One hundred and seventy-six years ago today, on January 13, 1840, the steamship Lexington burned and sank off Long Island Sound. This disaster, coming very early in the steamship era, was pretty shocking for its time: out of 143 people aboard the Lexington, only four survived–and three of those were members of the crew. In 1840 the “women and children first” tropes of the Titanic era were still far off in the future, but the Lexington illustrated the perils of what was coming in an era of increasing industrialization and mass transportation. Although this maritime disaster has been largely forgotten today, it carried a lot of lessons for nautical safety that would prove important in the future–but unfortunately most of them were unheeded at the time.
As is true of a lot of these ship disaster stories, the Lexington was quite a luxurious vessel for her day. She was originally commissioned in 1834 by shipping magnate Cornelius Vanderbilt, who made a lot of money backing new industrial transportation in the 19th century–he would later make millions on the railroads. Her mission was to sail between various ports in U.S. waters on the East Coast. Like all steamships of this time the Lexington was a paddle-wheel steamer. Her engines were originally built to burn wood, which as we’ll see proved to be an important detail. Outfitted with lavish teak fittings and a “great cabin” bedecked with the finest Victorian furniture and decor, Lexington was intended to cater to rich luxury-minded travelers, many of whom in the 1830s were not yet used to traveling on steamships. By 1838, after being sold and refurbished, she was sailing between New York City and Stonington, Connecticut. She was on this route at the time of the disaster. Lexington left her pier in the East River on the afternoon of January 13, 1840, carrying 143 people and cargo that included bales of cotton.
Cornelius Vanderbilt, who commissioned the Lexington, was one of the preeminent “self-made men” of the 19th century, earning his fortune first in steamships and then railroads. His great-grandson Alfred went down on the Lusitania in 1915.
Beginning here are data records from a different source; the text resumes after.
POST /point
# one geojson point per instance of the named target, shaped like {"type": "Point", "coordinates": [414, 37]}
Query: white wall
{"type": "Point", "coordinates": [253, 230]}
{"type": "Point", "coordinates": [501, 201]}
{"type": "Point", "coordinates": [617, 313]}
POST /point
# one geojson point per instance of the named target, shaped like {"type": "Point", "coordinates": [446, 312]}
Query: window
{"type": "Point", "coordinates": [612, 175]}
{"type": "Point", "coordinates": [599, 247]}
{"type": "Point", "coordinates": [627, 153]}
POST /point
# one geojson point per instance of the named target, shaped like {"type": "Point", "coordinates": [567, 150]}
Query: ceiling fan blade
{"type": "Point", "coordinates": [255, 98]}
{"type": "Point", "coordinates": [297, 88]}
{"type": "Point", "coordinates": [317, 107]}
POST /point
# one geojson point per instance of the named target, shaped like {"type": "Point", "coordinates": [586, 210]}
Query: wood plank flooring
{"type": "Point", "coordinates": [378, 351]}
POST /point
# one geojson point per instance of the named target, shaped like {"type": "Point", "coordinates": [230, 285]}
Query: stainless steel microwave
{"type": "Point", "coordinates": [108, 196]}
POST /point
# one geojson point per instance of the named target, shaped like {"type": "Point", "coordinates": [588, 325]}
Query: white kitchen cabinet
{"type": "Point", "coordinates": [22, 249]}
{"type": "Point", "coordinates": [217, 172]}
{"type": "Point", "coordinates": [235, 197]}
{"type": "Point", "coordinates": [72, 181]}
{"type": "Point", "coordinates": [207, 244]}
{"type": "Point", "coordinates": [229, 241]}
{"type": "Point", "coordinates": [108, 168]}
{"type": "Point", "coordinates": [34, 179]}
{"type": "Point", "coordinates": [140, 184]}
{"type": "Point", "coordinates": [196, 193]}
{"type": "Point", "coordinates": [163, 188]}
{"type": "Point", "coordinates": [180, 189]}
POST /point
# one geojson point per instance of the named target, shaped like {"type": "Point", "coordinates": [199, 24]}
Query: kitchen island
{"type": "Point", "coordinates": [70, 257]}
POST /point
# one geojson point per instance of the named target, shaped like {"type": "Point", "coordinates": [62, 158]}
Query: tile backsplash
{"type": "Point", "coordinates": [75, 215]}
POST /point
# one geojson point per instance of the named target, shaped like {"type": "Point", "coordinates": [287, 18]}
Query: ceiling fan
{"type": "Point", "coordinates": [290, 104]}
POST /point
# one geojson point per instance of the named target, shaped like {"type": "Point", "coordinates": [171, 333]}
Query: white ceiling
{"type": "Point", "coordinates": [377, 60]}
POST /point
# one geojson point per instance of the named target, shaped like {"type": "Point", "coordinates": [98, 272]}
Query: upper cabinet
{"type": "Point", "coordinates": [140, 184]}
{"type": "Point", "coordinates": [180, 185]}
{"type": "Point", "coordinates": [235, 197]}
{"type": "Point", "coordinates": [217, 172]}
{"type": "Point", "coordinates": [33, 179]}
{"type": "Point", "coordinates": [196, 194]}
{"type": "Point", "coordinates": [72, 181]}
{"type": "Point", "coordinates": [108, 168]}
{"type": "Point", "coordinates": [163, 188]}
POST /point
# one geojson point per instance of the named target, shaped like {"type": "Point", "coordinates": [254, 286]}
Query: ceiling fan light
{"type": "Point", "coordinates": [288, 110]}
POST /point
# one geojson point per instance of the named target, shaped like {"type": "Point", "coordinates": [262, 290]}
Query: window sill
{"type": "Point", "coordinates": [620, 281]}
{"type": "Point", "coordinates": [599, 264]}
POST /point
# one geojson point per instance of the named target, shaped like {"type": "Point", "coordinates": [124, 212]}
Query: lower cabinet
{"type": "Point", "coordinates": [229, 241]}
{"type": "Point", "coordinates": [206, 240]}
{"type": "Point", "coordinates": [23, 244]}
Later that evening, four miles off the north shore of Long Island, a crew member noticed that the casing around the ship’s smokestack was on fire. Crewmen tried to put out the blaze but to no avail. Furthermore, the fire had spread to the interior engine areas of the vessel, which made it impossible for them to shut down the engines and hence stop the churning paddle-wheel. Captain George Child decided to launch lifeboats anyway–a fatal decision, because one of them was sucked right into the paddle-wheel, killing Child and everyone else aboard. The two other lifeboats were lowered improperly. When the bales of cotton in the hold caught fire, Lexington was doomed. Panicked passengers began leaping into the icy sea, which in January was a recipe for sure death. Indeed only four people managed to survive. Three of them made it by clinging to floating bales of cotton, thus keeping them up out of the freezing water. The fourth hung to a piece of the shattered paddle-wheel. Lexington herself, ablaze from stem to stern, sank at 3:00 AM in 140 feet of water. A total of 139 people were dead.
The inquest into the disaster found more than enough blame and negligence to go around. Lexington suffered from a number of design flaws, but the worst factor was the improper conversion of the engine from wood-burning to coal-burning. Coal burns hotter than wood, but no additional measures were taken to reduce the risk of fire after the conversion. Additionally, the Lexington’s crew was slow to react; life preservers were hard to find; the launching of the lifeboats was botched; and, the final straw, a passing ship that could have rendered aid chose not to change course to help the Lexington for fear of getting behind schedule. All of these mistakes would eventually have been prohibited by safety regulations in the later 19th and 20th centuries, but at the time nothing was done. A broad regulatory regime for safety at sea was simply too much to ask in 1840.
In looking at the history of transportation disasters in the 19th century, it’s hard not to be struck by how so many of them were caused by factors that would seem to us today like basic common sense safety measures. The reality is that in a rapidly industrializing world, incremental progress in safety usually cost lives. The 139 victims of the Lexington disaster and their families learned that lesson all too well.